Checking origional data from: https://data.mendeley.com/datasets/rscbjbr9sj/2

In [1]:
#Imports
from wrangle import *
import numpy as np
import pandas as pd
import os, shutil, glob, itertools, random
import matplotlib.pyplot as plt
import warnings
import tensorflow as tf
from tensorflow import keras
from keras.callbacks import EarlyStopping
from keras.regularizers import l2
from tensorflow.keras.models import Sequential
from tensorflow.keras.layers import *
from tensorflow.keras.optimizers import Adam
from tensorflow.keras.metrics import categorical_crossentropy
from tensorflow.keras.preprocessing.image import ImageDataGenerator
import keras_tuner
from keras_tuner import RandomSearch, GridSearch
from sklearn.metrics import confusion_matrix, classification_report
from PIL import Image

In [2]:
#Preferences
warnings.simplefilter(action="ignore", category=FutureWarning)
%matplotlib inline

In [3]:
if not os.path.exists("data/chest_xray"):
    acquire_data()

In [4]:
if not os.path.exists("data/chest_xray/val"):
    prepare_data()

In [5]:
save_model = True
save_weights = True

In [6]:
#Path variables
train_path = "data/train/"
val_path = "data/val/"
test_path = "data/test/"

In [7]:
path_list = [train_path, val_path, test_path]

In [8]:
datagen = ImageDataGenerator(rescale=1./255)

In [9]:
train_generator = datagen.flow_from_directory(directory= train_path,
                                              target_size=(256,256),
                                              batch_size=16,
                                              color_mode="grayscale",
                                              classes=["normal", "viral_pneumonia", "bacterial_pneumonia"],
                                              save_format="jpeg")
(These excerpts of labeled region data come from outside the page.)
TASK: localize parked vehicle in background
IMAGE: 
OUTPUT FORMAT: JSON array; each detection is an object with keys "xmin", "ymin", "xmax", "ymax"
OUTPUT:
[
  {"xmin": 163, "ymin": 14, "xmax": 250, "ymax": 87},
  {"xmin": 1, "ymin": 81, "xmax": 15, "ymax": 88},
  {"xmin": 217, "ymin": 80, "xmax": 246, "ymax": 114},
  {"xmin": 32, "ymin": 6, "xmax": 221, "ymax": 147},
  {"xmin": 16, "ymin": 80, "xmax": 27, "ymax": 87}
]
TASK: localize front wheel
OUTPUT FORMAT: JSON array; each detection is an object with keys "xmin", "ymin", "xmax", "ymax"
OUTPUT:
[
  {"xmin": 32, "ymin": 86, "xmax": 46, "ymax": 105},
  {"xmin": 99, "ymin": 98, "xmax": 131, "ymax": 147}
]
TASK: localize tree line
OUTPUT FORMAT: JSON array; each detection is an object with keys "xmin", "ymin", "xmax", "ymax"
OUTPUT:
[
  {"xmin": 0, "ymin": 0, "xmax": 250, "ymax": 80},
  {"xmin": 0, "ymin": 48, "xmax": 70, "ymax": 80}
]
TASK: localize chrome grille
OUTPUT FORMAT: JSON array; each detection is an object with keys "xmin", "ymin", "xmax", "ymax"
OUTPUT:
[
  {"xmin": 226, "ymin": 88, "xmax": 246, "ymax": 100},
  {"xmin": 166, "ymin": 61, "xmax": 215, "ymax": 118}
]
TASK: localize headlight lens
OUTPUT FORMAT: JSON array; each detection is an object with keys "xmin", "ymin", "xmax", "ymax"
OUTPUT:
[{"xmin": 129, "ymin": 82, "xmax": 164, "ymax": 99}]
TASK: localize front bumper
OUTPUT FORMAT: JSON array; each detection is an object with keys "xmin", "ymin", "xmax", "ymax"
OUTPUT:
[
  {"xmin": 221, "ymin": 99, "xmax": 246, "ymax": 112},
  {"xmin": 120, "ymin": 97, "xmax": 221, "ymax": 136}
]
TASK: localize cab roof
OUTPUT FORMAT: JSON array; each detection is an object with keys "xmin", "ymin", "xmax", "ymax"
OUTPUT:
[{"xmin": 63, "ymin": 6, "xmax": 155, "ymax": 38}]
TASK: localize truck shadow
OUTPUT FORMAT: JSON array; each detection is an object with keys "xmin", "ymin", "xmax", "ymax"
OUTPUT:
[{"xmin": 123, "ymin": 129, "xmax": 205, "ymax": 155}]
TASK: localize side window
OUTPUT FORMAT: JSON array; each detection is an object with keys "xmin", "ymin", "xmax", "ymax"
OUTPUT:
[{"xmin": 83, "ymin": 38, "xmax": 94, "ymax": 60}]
Found 4332 images belonging to 3 classes.


In [10]:
val_generator = datagen.flow_from_directory(directory=val_path,
                                            target_size=(256,256),
                                            batch_size=16,
                                            color_mode="grayscale",
                                            classes=["normal", "viral_pneumonia", "bacterial_pneumonia"],
                                            save_format="jpeg")

Found 900 images belonging to 3 classes.


In [11]:
test_generator = datagen.flow_from_directory(directory=test_path,
                                             target_size=(256,256),
                                             batch_size=16,
                                             color_mode="grayscale",
                                             classes=["normal", "viral_pneumonia", "bacterial_pneumonia"],
                                             save_format="jpeg",
                                             shuffle=False)

Found 624 images belonging to 3 classes.


In [12]:
img, labels = next(train_generator)

In [13]:
def build_model(hp):
    """
    Building a model to optimize hypter parameters.
    """
    model = Sequential()
    model.add(Conv2D(filters=hp.Int("conv_1_filter",
                                    min_value=8,
                                    max_value=128,
                                    step=16),
                     kernel_size=hp.Choice("conv_1_kernel", values = [3,5]),
                     activation="relu",
                     input_shape=(256,256,1)))
    model.add(MaxPool2D(pool_size=2))
    model.add(Conv2D(filters=hp.Int("conv_2_filter",
                                    min_value=8,
                                    max_value=128,
                                    step=16),
                     kernel_size=hp.Choice("conv_2_kernel", values = [3,5]),
                     activation="relu"))
    model.add(MaxPool2D(pool_size=2))
    model.add(Conv2D(filters=hp.Int("conv_3_filter",
                                    min_value=8,
                                    max_value=128,
                                    step=16),
                     kernel_size=hp.Choice("conv_3_kernel", values = [3,5]),
                     activation = "relu"))
    model.add(MaxPool2D(pool_size=2))
    model.add(Conv2D(filters=hp.Int("conv_4_filter",
                                    min_value=8,
                                    max_value=128,
                                    step=16),
                     kernel_size=hp.Choice("conv_4_kernel", values = [3,5]),
                     activation="relu",
                     input_shape=(256,256,1)))
    model.add(MaxPool2D(pool_size=2))
    model.add(Conv2D(filters=hp.Int("conv_5_filter",
                                    min_value=8,
                                    max_value=128,
                                    step=16),
                     kernel_size=hp.Choice("conv_5_kernel", values = [3,5]),
                     activation="relu",
                     input_shape=(256,256,1)))
    model.add(MaxPool2D(pool_size=2))
    model.add(GlobalAveragePooling2D())
    model.add(Dense(units=3, activation="softmax"))
    model.compile(optimizer=Adam(hp.Choice("learning_rate", values=[1e-2, 1e-3])),
                  loss="categorical_crossentropy",
                  metrics=["accuracy", tf.keras.metrics.Recall()])

    return model

In [14]:
earlystop = EarlyStopping(monitor="val_loss", patience = 4)

In [15]:
tuner_search = GridSearch(build_model,
                          objective="val_accuracy",
                          max_trials=20,
                          executions_per_trial=3,
                          directory="TriclassOutput",
                          project_name="ChestXrayTriClass0")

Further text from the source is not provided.